Ilia pasó de Carolyn a Markay, de él a Esong y de Esong a Escarlata. La pequeñita se calmó al instante y cerró los ojos.
—No lo entiendo, ¿son mis manos demasiado ásperas? —en un rompecabezas, Carolyn miró sus manos mientras cuestionaba el fracaso que experimentaba siempre que se trataba de consolar a Ilia.
¿Acaso su hermanita bebé la rechazaba?
—Ella tiene buen gusto en gente, no te preocupes —respondió Escarlata con suficiencia.
Adler golpeó la mesa, atrayendo la atención de todos hacia él. —Ustedes deberían despertar y oler lo que está pasando. Estos dos ya han roto su promesa con nosotros.
Miró a sus padres con ojos acusadores.
—Fue un accidente —dijo Dorian.
Por otro lado, Mega puso morritos y cruzó sus brazos defensivamente. —Somos adultos, no tenemos que explicarnos ante ustedes.
—Oh no, no no no, definitivamente no —gruñó Beord y su cabeza cayó en sus palmas—. En serio, ¿en qué estaban pensando ustedes dos?
Uno por uno, el resto captó y miró a los dos padres como adolescentes que habían sido sorprendidos haciendo travesuras.
De las personas en la mesa, cinco estaban confundidos, Esong, Markay, Gregor, Justin y Halley.
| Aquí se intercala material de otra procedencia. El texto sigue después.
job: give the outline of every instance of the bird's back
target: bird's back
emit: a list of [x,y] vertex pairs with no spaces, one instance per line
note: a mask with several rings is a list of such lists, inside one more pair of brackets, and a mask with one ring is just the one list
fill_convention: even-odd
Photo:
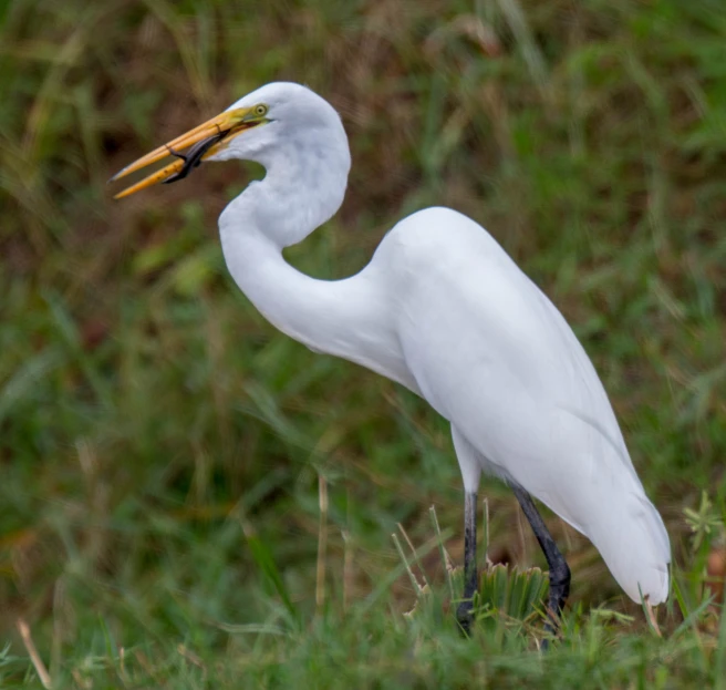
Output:
[[373,261],[406,365],[485,470],[595,544],[623,589],[667,596],[670,545],[582,346],[479,225],[446,208],[401,222]]

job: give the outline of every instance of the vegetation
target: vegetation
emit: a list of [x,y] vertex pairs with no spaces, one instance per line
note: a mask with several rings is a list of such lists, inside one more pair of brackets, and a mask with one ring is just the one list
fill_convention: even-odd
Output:
[[[725,65],[722,0],[0,3],[0,686],[40,687],[42,663],[56,688],[726,688],[705,587]],[[500,569],[463,639],[428,511],[460,562],[446,425],[277,333],[226,274],[216,217],[261,171],[111,200],[123,165],[283,79],[335,104],[354,159],[294,265],[348,275],[449,205],[573,325],[671,534],[662,638],[548,515],[573,570],[562,640],[539,653],[541,617],[497,608],[539,581]],[[492,559],[544,566],[511,494],[481,493]]]

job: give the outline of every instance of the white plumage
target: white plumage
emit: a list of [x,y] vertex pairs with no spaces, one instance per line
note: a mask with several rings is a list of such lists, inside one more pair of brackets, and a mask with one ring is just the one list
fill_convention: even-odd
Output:
[[552,302],[479,225],[428,208],[401,220],[371,262],[315,280],[281,250],[343,200],[350,153],[335,111],[310,90],[268,84],[229,112],[265,122],[208,159],[267,168],[220,216],[227,266],[280,330],[383,374],[452,424],[465,490],[481,471],[523,487],[602,554],[635,601],[668,593],[670,545],[582,346]]

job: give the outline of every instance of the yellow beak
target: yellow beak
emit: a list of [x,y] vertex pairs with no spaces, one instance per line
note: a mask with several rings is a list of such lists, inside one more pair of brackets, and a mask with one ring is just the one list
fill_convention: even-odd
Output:
[[[141,192],[142,189],[146,189],[146,187],[151,187],[152,185],[164,182],[174,182],[175,179],[185,177],[191,167],[199,165],[201,161],[217,153],[220,148],[224,148],[232,136],[265,122],[265,120],[256,117],[253,111],[253,107],[240,107],[237,110],[225,111],[221,115],[208,120],[194,130],[189,130],[186,134],[177,136],[175,140],[155,148],[152,153],[147,153],[145,156],[138,158],[138,161],[127,165],[124,169],[116,173],[108,182],[111,183],[121,179],[122,177],[152,165],[166,156],[177,156],[175,161],[155,173],[152,173],[147,177],[144,177],[144,179],[137,182],[135,185],[120,192],[114,198],[121,199],[125,196],[135,194],[136,192]],[[199,145],[199,148],[193,152],[191,147],[195,145]],[[185,156],[185,152],[188,152],[189,155]],[[195,155],[193,155],[193,153]]]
¿Qué se habían perdido que era tan importante?
—¡No puedo creer que estás embarazada otra vez! —explotó Fey—. Acabas de tener un bebé por el amor de Dios, madre.
—¿Qué estaban pensando? —preguntó Carolyn, igualmente indignada que los demás.
—Felicidades —dijo sonoramente Escarlata.
Aunque era raro, sus padres no tenían aún cien años, si querían más hijos, eso era asunto suyo. La gente que vivía hasta los trescientos años podía reproducirse hasta los doscientos.
Los demás miraron a Escarlata como si la estuvieran traicionando, y ella simplemente se encogió de hombros.
¿Qué podrían hacer al respecto?
—Ya no tengo hambre, el desayuno terminó —su madre dejó la mesa y, por supuesto, su padre la siguió. Sus ojos estaban húmedos y rojizos.
Un silencio incómodo y un sentimiento de culpa se asentaron sobre los hermanos. Estaba claro lo que iba a hacer su madre, ¡iba a llorar!
—Miren lo que han hecho ahora —les dijo Escarlata—. Ustedes simplemente no saben dónde meter las narices y dónde no. Hicieron que madre llorara, ¿eso les complace? ¿Se sienten orgullosos de ustedes mismos?